Other self-infantilizing fantasies include: the dream of marrying for money, the dream of inheriting money, the dream of winning the lottery, and the dream of finding a “studio wife” (male or female) who will look after all your mundane concerns so that you can be free to commune with inspiration forever in a peaceful cocoon, utterly sheltered from the inconveniences of reality.

Come, now.

This is a world, not a womb. You can look after yourself in this world while looking after your creativity at the same time—just as people have done for ages. What’s more, there is a profound sense of honor to be found in looking after yourself, and that honor will resonate powerfully in your work; it will make your work stronger.

Also, it may be the case that there are seasons when you can live off your art and seasons when you cannot. This need not be regarded as a crisis; it’s only natural in the flux and uncertainty of a creative life. Or maybe you took a big risk in order to follow some creative dream and it didn’t quite pay off, so now you have to work for the man for a while to save up money until it’s time to go chase your next dream—that’s fine, too. Just do it. But to yell at your creativity, saying, “You must earn money for me!” is sort of like yelling at a cat; it has no idea what you’re talking about, and all you’re doing is scaring it away, because you’re making really loud noises and your face looks weird when you do that.

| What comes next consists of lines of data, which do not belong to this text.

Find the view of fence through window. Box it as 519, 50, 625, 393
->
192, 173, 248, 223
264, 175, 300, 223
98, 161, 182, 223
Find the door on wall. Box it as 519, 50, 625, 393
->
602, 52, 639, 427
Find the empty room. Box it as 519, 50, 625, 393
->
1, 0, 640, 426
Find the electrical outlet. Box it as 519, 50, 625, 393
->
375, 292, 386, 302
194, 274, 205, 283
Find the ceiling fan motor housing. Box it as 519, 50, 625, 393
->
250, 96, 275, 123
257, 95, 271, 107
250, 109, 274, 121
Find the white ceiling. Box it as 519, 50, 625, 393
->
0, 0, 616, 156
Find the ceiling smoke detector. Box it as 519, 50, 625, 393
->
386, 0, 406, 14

I held on to my day jobs for so long because I wanted to keep my creativity free and safe. I maintained alternative streams of income so that, when my inspiration wasn’t flowing, I could say to it reassuringly, “No worries, mate. Just take your time. I’m here whenever you’re ready.” I was always willing to work hard so that my creativity could play lightly. In so doing, I became my own patron; I became my own studio wife.

So many times I have longed to say to stressed-out, financially strapped artists, “Just take the pressure off yourself, dude, and get a job!”

There’s no dishonor in having a job. What is dishonorable is scaring away your creativity by demanding that it pay for your entire existence. This is why, whenever anyone tells me they’re quitting their day job in order to write a novel, my palms get a little sweaty. This is why, when anyone tells me that their plan for getting out of debt is to sell their first screenplay, I’m like, Yikes.

Write that novel, yes! Definitely try to sell that screenplay! I hope with all my heart that good fortune finds you and showers you with abundance. But don’t count on the payoff, I beg of you—only because such payoffs are exceedingly rare, and you might very well kill off your creativity by holding it to such a harsh ultimatum.

You can always make your art on the side of your bread-and-butter job. That’s what I did for three whole books—and if it hadn’t been for the bananas success of Eat Pray Love, that’s what I’d still be doing now. That’s what Toni Morrison did when she used to get up at five o’clock in the morning in order to work on her novels before going off to her real-life career in the publishing world. That’s what J. K. Rowling did back when she was an impoverished single mother, struggling to get by and writing on the side. That’s what my friend Ann Patchett did back when she worked as a waitress at TGI Fridays and wrote in her spare hours. That’s what a busy married couple I know does—both of them illustrators, both of them with full-time jobs—when, every morning, they rise a full hour before their children awake to sit across from each other in their small studio space and quietly draw.

People don’t do this kind of thing because they have all kinds of extra time and energy for it; they do this kind of thing because their creativity matters to them enough that they are willing to make all kinds of extra sacrifices for it.

Unless you come from landed gentry, that’s what everyone does.